Full disclosure: I manage a small team of engineers developing software to help coordinate activities at Mars between various spacecraft operating there. This is pretty cool. However, the least favorite part of my job is that every year I have to spend gobs of time begging for money from the higher-ups to pay for this work, when to me it is obvious that it is important and necessary. I love my job, but hate that aspect of it, particularly since I don't need very much money to do what needs to be done. This post is very likely a reaction to that frustration and a desire to be free to do what I want and not have to account to anybody. This doesn't make me a bad person ... it just makes me like everybody else in the world with an ounce of ambition.

Tuesday, April 5, 2011

Sometimes I Really Love My Job

I was sitting in a meeting just now watching as representatives from four different spacecraft operating at Mars were coordinating how they were to work together to transmit data between them. The meeting had broken up, and everybody stood to leave, but lingered to discuss other details of what had to be done to make the next planning cycle go smoothly. I also stood to leave, but paused at the door to marvel at the spectacle. Since my job is focused specifically on trying to get these various projects to work together, the sight brought warm fuzzies to me.

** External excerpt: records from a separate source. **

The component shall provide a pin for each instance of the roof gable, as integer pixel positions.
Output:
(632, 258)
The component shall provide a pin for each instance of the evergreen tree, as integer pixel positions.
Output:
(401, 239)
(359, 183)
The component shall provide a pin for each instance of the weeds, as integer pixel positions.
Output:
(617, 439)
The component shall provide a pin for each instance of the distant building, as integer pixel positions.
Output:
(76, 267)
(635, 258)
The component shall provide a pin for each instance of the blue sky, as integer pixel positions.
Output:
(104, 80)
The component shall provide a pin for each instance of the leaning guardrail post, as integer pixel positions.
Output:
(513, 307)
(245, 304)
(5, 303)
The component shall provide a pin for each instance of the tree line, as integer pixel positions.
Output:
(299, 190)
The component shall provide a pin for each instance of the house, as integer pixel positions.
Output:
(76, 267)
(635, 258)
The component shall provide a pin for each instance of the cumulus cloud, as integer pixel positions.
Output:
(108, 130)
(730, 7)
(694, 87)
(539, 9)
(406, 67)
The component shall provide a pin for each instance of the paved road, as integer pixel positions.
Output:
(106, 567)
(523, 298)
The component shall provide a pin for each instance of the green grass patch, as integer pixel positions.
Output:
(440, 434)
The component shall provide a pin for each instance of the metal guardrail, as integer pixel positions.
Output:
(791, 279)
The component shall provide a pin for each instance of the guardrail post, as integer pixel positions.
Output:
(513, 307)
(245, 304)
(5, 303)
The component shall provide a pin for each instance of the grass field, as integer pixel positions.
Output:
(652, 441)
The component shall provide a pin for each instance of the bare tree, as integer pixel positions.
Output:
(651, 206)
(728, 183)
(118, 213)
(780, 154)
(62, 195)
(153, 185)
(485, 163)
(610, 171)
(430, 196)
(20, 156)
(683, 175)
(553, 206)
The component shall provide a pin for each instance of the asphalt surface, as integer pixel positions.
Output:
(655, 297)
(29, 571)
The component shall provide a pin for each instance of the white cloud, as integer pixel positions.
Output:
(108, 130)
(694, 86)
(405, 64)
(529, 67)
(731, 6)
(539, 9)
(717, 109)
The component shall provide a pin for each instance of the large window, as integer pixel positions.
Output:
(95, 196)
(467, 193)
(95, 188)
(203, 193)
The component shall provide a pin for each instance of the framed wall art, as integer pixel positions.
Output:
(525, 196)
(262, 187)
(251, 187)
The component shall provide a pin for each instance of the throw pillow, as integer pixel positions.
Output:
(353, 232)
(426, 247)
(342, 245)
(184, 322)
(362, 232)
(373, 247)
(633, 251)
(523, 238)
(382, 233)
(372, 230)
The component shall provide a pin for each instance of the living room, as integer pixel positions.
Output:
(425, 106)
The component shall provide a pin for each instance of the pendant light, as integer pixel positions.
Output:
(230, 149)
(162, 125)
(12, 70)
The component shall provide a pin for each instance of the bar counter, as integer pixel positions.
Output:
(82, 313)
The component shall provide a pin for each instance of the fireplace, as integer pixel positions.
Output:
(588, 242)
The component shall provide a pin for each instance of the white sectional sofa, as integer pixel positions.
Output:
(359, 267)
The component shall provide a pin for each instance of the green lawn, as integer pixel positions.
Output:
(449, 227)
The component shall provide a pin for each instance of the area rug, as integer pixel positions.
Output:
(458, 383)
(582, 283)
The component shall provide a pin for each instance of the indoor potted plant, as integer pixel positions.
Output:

Smart people + working together = great things accomplished.

Sometimes I really love my job.

Monday, April 4, 2011

Gifts My Youngest Son Got for His Birthday

My youngest son had his birthday yesterday, and we had a wonderful time visiting with the in-laws and watching General Conference. All the while, he quietly (really! well ... mostly) played with some of his new toys that he got for his birthday. Here's the run-down on what he received:
  • Some money from his paternal grandparents, which he promptly stated he wants to spend on a model with wheels he can paint.
  • Stinky The Garbage Truck, which his maternal grandparents miraculously found for a steal at $15.
  • Tickets to a monster truck rally in a month.
  • A TRIO blocks wrecking ball crane, which my wife and I miraculously found at Ross for $15, which includes a dump truck.
  • A chocolate cake with a monster truck on it.
Does anybody detect a theme to all these gifts? Yes, my youngest son is indeed a boy and loves trucks and planes and trains and pretty much anything that moves. The other day, he put a push-broom on the front of his tricycle in the back yard and proudly proclaimed, "Look, Dad! I made a machine!" That's my boy!

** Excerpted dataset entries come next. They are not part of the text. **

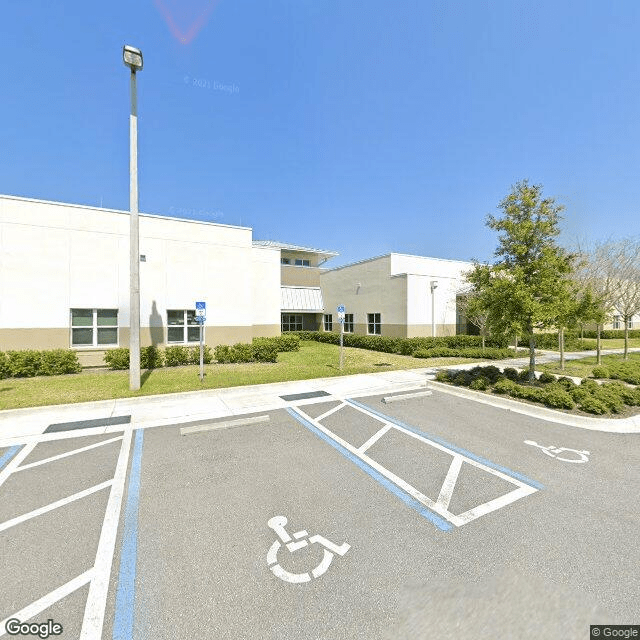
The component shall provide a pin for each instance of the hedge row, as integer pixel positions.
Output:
(152, 357)
(563, 393)
(29, 363)
(572, 342)
(627, 371)
(256, 352)
(402, 346)
(445, 352)
(287, 342)
(608, 334)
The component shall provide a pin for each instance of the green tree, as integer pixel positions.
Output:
(529, 282)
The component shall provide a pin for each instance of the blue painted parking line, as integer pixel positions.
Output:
(453, 447)
(6, 457)
(125, 595)
(439, 522)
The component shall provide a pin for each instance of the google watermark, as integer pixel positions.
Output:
(43, 630)
(203, 83)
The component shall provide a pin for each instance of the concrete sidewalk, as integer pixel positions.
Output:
(20, 425)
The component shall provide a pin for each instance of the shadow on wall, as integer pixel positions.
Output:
(156, 329)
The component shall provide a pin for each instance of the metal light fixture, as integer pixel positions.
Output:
(132, 57)
(434, 286)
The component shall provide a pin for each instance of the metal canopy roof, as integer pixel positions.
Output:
(301, 299)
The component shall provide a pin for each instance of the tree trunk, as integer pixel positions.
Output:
(626, 337)
(532, 357)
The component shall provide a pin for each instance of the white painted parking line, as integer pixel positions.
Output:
(212, 426)
(15, 462)
(67, 453)
(326, 414)
(97, 598)
(54, 505)
(441, 505)
(374, 438)
(47, 601)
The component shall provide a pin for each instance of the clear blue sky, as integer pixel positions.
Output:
(359, 127)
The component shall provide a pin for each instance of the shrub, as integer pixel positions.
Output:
(567, 383)
(558, 398)
(593, 405)
(193, 356)
(5, 370)
(58, 362)
(176, 356)
(480, 384)
(523, 376)
(24, 364)
(504, 386)
(117, 358)
(265, 352)
(150, 357)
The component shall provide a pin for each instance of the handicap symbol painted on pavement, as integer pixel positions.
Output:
(554, 451)
(277, 523)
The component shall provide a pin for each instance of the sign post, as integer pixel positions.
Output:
(341, 321)
(201, 310)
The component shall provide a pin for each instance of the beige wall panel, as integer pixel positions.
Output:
(299, 276)
(378, 292)
(266, 330)
(22, 339)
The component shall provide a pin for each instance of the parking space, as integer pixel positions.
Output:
(331, 518)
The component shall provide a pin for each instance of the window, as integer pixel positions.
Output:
(182, 326)
(348, 322)
(291, 322)
(373, 323)
(94, 327)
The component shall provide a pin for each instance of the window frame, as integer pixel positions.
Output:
(290, 322)
(348, 322)
(372, 323)
(95, 328)
(188, 322)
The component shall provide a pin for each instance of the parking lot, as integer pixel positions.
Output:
(330, 518)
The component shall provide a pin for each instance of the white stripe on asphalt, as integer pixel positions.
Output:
(223, 425)
(46, 601)
(54, 505)
(332, 410)
(97, 598)
(375, 437)
(68, 453)
(450, 482)
(15, 462)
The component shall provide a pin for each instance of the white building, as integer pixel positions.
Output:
(64, 279)
(395, 295)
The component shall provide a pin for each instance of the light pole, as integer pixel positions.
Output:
(434, 286)
(133, 59)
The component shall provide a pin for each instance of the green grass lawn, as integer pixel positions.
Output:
(314, 360)
(583, 367)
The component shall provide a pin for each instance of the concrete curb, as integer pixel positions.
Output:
(608, 425)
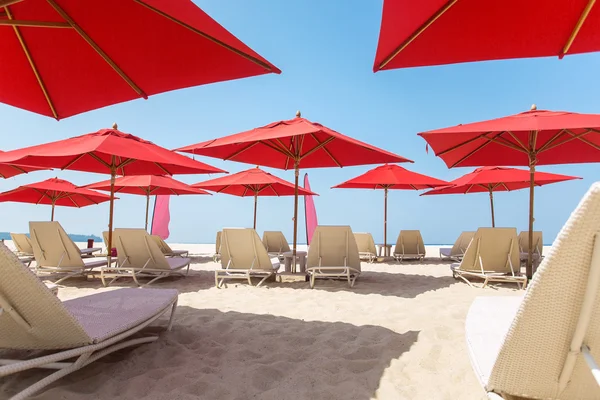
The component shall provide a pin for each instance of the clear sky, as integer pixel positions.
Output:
(326, 50)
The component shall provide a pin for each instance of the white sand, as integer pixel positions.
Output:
(399, 334)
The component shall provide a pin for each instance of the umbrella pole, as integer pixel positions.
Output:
(385, 222)
(255, 205)
(147, 207)
(492, 207)
(529, 268)
(297, 172)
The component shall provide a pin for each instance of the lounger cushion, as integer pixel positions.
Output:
(110, 313)
(486, 326)
(178, 263)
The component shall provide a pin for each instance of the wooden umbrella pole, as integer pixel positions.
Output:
(147, 208)
(297, 172)
(529, 268)
(385, 221)
(492, 207)
(255, 205)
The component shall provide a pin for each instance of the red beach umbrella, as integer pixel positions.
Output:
(435, 32)
(108, 151)
(253, 182)
(147, 185)
(390, 176)
(55, 192)
(65, 57)
(536, 137)
(295, 143)
(497, 179)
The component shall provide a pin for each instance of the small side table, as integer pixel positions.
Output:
(300, 260)
(380, 249)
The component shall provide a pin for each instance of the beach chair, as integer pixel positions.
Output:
(138, 256)
(166, 249)
(366, 246)
(409, 246)
(243, 256)
(56, 254)
(275, 243)
(217, 254)
(333, 254)
(546, 344)
(457, 251)
(493, 256)
(73, 333)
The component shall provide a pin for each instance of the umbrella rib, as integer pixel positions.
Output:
(418, 32)
(207, 36)
(32, 64)
(100, 52)
(326, 151)
(577, 27)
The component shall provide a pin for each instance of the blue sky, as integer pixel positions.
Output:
(326, 50)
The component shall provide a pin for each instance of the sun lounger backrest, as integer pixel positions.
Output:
(31, 316)
(333, 245)
(365, 243)
(52, 247)
(137, 249)
(22, 243)
(241, 248)
(411, 241)
(462, 243)
(275, 242)
(492, 246)
(538, 244)
(534, 353)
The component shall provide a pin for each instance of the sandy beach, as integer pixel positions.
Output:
(398, 334)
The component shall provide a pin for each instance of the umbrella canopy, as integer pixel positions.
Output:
(108, 151)
(434, 32)
(147, 185)
(295, 143)
(253, 182)
(55, 192)
(536, 137)
(52, 48)
(390, 176)
(10, 170)
(497, 179)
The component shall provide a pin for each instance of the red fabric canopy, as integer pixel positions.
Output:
(54, 192)
(252, 182)
(280, 143)
(391, 176)
(434, 32)
(549, 137)
(94, 152)
(65, 57)
(147, 185)
(497, 179)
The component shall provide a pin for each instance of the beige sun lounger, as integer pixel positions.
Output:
(243, 256)
(166, 249)
(457, 251)
(366, 246)
(546, 344)
(75, 332)
(493, 256)
(275, 243)
(139, 256)
(55, 252)
(409, 246)
(333, 254)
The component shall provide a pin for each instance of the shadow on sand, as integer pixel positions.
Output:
(211, 354)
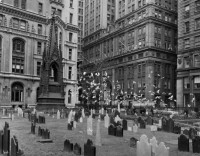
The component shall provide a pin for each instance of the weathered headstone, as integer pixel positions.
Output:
(142, 124)
(186, 132)
(112, 130)
(143, 147)
(154, 144)
(124, 124)
(58, 114)
(14, 147)
(89, 149)
(119, 131)
(133, 142)
(68, 147)
(6, 138)
(77, 149)
(98, 134)
(89, 126)
(196, 144)
(149, 120)
(135, 128)
(106, 121)
(192, 133)
(162, 150)
(183, 143)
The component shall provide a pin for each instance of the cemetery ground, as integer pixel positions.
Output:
(111, 145)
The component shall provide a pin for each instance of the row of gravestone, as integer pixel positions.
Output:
(89, 148)
(183, 143)
(7, 147)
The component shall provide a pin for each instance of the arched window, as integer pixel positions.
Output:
(54, 72)
(18, 56)
(17, 92)
(16, 3)
(69, 96)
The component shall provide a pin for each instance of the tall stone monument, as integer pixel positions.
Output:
(51, 91)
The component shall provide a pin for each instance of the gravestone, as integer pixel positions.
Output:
(83, 113)
(162, 150)
(154, 144)
(149, 120)
(112, 130)
(196, 144)
(164, 124)
(124, 124)
(119, 131)
(58, 114)
(89, 149)
(135, 128)
(106, 121)
(143, 147)
(68, 147)
(14, 147)
(133, 142)
(170, 125)
(177, 129)
(1, 141)
(6, 138)
(98, 134)
(77, 149)
(192, 133)
(183, 143)
(142, 124)
(89, 125)
(186, 132)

His sister gave him some candy and his older brother "gave" him the upper bunk, which he was so happy to sleep in last night. We also let him stay in his pajamas all day long, which, for some reason, is a treat to the kids.

He feels like such a big kid now, and it is very strange to us to know that he is now 6 years old! He's still our "little guy", but he is getting bigger all the time. You can see his missing teeth here, which is so indicative of the age:

We love him so much, and are grateful that he is such a good-natured and happy boy. He really does bring great happiness to our family, and I feel greatly blessed to be his father. Love you, kiddo!